Trump llegó a la localidad suiza donde se celebraba el foro económico más elitista del mundo con una amenaza y una represalia bajo el brazo: Groenlandia sería anexionada, sí o sí, y los países de la OTAN y la Unión Europea que se opusieran serían sancionados con grandes aranceles. Sin embargo, cuando abordó el avión de vuelta Washington, lo primero se había convertido en una propuesta genérica verbal, un “marco para un futuro acuerdo” con la OTAN para aumentar conjuntamente la presencia militar en la isla atlántica de soberanía danesa. De lo segundo se retractó.

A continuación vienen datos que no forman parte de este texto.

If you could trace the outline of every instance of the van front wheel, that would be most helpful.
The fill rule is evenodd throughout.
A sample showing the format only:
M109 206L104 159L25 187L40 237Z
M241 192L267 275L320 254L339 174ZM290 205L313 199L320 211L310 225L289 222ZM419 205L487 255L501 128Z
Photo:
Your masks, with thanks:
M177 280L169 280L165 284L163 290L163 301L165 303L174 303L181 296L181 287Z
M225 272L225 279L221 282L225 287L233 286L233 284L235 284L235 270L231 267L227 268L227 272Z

Entre ambos momentos sucedió algo poco habitual tanto en Europa como en Estados Unidos. Al otro lado del Atlántico está tomando forma un frente en el interior del Partido Republicano harto y alarmado por la deriva autocrática del presidente y su Gabinete. Las votaciones complicadas empiezan a sucederse en el Congreso. Mientras, en Davos, Trump asistió a una acogida gélida a su discurso disperso y autocomplaciente. Se encontró con un tono firme y unido de Europa y Canadá ante sus amenazas y con el desdén olímpico de Macron ante sus insultos personales. Europa en pleno le plantó en su anuncio de la “Junta de Paz” para Gaza. Reino Unido protestó airadamente cuando acusó a las tropas británicas de cobardía en Afganistán. Y la presidenta del Banco Central Europeo, Christine Lagarde, ofreció un poderoso gesto cuando dejó plantado con la palabra en la boca en una cena ante 200 personas al secretario de Comercio estadounidense, Howard Lutnick, mientras este acusaba a Europa de débil. Todos son hechos aislados, pero es posible que, en Davos, la anécdota se haya convertido en categoría. El predicamento de Estados Unidos en la escena internacional está dañado.

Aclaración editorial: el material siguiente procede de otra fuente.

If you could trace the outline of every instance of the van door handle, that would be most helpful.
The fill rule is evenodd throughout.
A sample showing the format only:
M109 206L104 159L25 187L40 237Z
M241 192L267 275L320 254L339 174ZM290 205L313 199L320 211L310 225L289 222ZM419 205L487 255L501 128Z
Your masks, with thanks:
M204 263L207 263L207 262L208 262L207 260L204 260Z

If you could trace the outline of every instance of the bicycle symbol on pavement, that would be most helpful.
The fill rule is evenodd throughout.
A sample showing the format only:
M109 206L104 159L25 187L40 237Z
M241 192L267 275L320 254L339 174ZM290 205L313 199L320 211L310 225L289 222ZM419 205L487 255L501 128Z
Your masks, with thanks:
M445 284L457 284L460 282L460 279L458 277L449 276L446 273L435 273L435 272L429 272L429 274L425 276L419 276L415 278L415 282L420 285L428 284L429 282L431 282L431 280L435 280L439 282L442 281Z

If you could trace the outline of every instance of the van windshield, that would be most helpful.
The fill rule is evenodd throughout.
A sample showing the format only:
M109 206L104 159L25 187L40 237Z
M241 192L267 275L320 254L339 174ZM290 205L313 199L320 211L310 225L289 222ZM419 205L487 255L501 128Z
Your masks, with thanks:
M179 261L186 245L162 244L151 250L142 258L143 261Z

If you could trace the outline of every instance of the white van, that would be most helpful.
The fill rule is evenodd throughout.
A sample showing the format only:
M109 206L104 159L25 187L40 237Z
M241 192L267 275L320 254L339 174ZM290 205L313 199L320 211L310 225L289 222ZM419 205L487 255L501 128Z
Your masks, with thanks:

Refuerza esta percepción el hecho de que la actitud de Trump no se está produciendo solo en gestos o declaraciones sino en algo mucho más tangible y menos sutil. Varios fondos de inversión y de pensiones daneses, suecos y finlandeses han vendido o reducido sus posiciones en deuda de EE UU en los últimos días. Aunque sus montos son relativamente pequeños frente al mercado global de bonos de EE UU (más de 30 billones de dólares), se trata de un movimiento de gran impacto no solo simbólico porque, de hecho, ha contribuido a disparar el rendimiento de la deuda estadounidense. Europa y el Reino Unido poseen en conjunto algo menos del 40% de la deuda estadounidense en manos extranjeras, lo que evidencia la fuerte dependencia de Estados Unidos del exterior para financiarse. Y aunque una venta masiva de bonos del Tesoro de EE UU —algo que resultaría demoledor para la economía estadounidense— está de momento descartada, las recientes decisiones de los fondos europeos ya están hablando a la Administración de Trump en el lenguaje que mejor entiende, por si se marcha de Davos con la impresión equivocada.